Sentença de Julgado de Paz
Processo: 250/2018-JPSXL
Relator: HELENA ALÃO SOARES

Descritores: PAGAMENTO DE VALOR DIFERENCIAL DE PREÇO.
Data da sentença: 05/21/2019
Julgado de Paz de : SEIXAL
Decisão Texto Integral: SENTENÇA
(artigo 60.º, n.º 1 da Lei n.º 78/2001, de 13 de Julho, alterada e republicada pela Lei n.º 54/2013, de 31-07 (LJP)).

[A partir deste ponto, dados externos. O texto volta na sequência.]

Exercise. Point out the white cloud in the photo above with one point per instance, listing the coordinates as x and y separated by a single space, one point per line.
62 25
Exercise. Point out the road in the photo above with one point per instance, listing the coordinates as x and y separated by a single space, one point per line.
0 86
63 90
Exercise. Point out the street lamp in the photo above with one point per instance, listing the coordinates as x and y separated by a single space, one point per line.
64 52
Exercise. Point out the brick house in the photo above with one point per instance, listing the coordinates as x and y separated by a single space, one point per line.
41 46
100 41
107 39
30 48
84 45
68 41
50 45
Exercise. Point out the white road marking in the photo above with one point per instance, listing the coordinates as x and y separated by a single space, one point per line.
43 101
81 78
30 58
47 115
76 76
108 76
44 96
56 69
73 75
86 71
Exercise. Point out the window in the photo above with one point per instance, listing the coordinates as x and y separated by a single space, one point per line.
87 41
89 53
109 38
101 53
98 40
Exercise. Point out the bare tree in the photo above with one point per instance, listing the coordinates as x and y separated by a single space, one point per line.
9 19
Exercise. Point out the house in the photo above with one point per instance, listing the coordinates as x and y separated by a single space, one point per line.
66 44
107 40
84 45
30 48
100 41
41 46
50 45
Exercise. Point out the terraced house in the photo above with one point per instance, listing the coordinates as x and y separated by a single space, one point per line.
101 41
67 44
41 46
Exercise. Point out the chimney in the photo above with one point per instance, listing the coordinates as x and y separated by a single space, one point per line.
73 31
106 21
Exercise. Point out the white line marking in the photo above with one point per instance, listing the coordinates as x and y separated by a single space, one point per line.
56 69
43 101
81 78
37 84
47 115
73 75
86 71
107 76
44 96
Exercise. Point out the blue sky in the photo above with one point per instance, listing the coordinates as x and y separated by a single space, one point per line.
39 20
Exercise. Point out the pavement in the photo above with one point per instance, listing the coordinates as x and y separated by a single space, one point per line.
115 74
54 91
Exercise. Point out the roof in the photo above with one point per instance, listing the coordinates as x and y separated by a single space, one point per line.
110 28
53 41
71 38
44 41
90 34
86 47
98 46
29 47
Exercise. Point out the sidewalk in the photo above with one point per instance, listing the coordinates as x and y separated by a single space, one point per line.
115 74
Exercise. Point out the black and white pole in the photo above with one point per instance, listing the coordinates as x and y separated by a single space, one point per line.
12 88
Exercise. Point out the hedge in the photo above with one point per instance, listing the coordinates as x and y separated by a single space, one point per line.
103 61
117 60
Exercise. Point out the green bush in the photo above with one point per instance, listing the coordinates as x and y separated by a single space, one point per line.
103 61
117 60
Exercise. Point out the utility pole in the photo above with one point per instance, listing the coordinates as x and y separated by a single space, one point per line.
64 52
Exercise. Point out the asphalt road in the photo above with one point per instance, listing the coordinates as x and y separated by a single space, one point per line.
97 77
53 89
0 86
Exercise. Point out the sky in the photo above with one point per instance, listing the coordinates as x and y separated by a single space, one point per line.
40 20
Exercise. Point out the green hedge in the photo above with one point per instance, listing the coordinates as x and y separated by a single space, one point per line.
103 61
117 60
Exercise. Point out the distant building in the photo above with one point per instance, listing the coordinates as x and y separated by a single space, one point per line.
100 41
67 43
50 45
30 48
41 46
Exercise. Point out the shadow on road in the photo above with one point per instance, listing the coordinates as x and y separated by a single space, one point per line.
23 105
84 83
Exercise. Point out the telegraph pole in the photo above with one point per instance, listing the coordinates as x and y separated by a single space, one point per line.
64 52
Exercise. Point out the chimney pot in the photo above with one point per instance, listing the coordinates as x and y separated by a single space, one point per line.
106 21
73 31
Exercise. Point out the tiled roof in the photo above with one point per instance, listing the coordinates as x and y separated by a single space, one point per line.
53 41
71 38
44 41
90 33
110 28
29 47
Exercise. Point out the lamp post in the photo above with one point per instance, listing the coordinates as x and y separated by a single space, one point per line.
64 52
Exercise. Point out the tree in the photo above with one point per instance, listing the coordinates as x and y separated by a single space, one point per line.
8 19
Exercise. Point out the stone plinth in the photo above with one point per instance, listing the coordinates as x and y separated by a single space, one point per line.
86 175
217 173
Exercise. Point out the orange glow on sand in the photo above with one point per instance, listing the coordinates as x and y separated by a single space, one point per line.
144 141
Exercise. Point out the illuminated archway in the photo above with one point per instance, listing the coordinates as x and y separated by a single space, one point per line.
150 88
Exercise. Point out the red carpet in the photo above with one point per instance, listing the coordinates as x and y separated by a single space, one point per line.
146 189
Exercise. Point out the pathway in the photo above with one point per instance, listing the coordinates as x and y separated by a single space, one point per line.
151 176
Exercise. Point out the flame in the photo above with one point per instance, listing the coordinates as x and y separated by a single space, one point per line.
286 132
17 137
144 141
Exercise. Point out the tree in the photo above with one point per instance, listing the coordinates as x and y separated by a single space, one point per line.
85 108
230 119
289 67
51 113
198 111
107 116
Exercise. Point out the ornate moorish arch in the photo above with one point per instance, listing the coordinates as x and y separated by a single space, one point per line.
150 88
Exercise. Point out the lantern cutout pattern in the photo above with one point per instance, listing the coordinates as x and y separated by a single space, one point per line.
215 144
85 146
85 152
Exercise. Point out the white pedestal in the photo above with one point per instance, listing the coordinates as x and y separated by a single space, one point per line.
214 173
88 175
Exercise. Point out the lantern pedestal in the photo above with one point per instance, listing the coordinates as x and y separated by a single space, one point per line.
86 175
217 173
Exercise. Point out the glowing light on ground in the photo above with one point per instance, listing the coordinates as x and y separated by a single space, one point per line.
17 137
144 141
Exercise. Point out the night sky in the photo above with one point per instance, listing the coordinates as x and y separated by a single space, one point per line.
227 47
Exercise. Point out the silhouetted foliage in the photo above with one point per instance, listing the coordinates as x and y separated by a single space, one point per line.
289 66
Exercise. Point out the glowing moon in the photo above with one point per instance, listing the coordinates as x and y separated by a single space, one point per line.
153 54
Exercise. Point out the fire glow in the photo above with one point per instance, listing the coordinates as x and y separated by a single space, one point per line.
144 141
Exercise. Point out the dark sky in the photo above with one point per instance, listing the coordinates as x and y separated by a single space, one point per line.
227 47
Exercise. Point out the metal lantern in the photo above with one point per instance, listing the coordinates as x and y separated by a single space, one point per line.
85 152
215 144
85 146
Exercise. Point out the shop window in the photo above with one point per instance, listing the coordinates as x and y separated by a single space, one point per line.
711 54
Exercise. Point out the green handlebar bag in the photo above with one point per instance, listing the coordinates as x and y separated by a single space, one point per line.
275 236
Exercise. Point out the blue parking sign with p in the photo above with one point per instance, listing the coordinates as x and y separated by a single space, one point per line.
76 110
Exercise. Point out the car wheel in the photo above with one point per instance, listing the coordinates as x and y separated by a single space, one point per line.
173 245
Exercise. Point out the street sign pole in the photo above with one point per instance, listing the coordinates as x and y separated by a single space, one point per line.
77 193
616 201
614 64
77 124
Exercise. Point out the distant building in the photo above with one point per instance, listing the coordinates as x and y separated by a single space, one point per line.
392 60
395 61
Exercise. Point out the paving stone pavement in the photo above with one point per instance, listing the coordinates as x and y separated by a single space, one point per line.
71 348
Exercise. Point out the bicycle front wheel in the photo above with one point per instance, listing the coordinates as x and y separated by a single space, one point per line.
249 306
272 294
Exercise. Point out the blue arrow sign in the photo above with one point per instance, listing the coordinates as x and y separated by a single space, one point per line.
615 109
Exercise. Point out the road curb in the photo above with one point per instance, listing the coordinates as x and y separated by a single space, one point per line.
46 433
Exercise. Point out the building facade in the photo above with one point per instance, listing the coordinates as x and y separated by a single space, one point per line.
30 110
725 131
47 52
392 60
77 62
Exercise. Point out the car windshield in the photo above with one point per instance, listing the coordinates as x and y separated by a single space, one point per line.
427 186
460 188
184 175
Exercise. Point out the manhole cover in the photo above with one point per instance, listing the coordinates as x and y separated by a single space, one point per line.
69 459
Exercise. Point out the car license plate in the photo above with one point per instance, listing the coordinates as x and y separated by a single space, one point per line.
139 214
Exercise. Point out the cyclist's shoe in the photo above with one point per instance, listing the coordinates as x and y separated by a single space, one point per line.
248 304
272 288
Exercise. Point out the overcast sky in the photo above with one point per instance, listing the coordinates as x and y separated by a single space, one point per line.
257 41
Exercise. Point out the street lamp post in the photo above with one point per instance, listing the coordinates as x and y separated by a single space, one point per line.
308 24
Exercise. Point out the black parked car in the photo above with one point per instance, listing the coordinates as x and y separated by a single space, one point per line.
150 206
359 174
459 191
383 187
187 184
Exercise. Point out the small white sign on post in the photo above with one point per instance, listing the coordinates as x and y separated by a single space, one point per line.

Processo n.º 250/2018-JPSXL
Matéria: Responsabilidade civil contratual e extracontratual (Artigo 9.º, n.º 1, alínea h) da Lei de Organização, Funcionamento e Competência do Julgados de Paz, aprovada pela Lei n.º 78/2001, de 13-07, alterada e republicada pela Lei n.º 54/2013, de 31-07 (LJP))
Objecto do litígio: Pagamento de valor diferencial de preço.
Demandante: A, contribuinte fiscal n.º 000, com residência na Rua XX, Cruz de Pau
Demandada: B – Mediação e Actividades Imobiliárias, Lda., NIPC 000, com sede na Rua XX Amora, Seixal
Mandatária: Dra. C, advogada, com escritório na Rua XX, Lisboa
Valor da acção: €1.151,10 (mil cento e cinquenta e um euros e dez cêntimos).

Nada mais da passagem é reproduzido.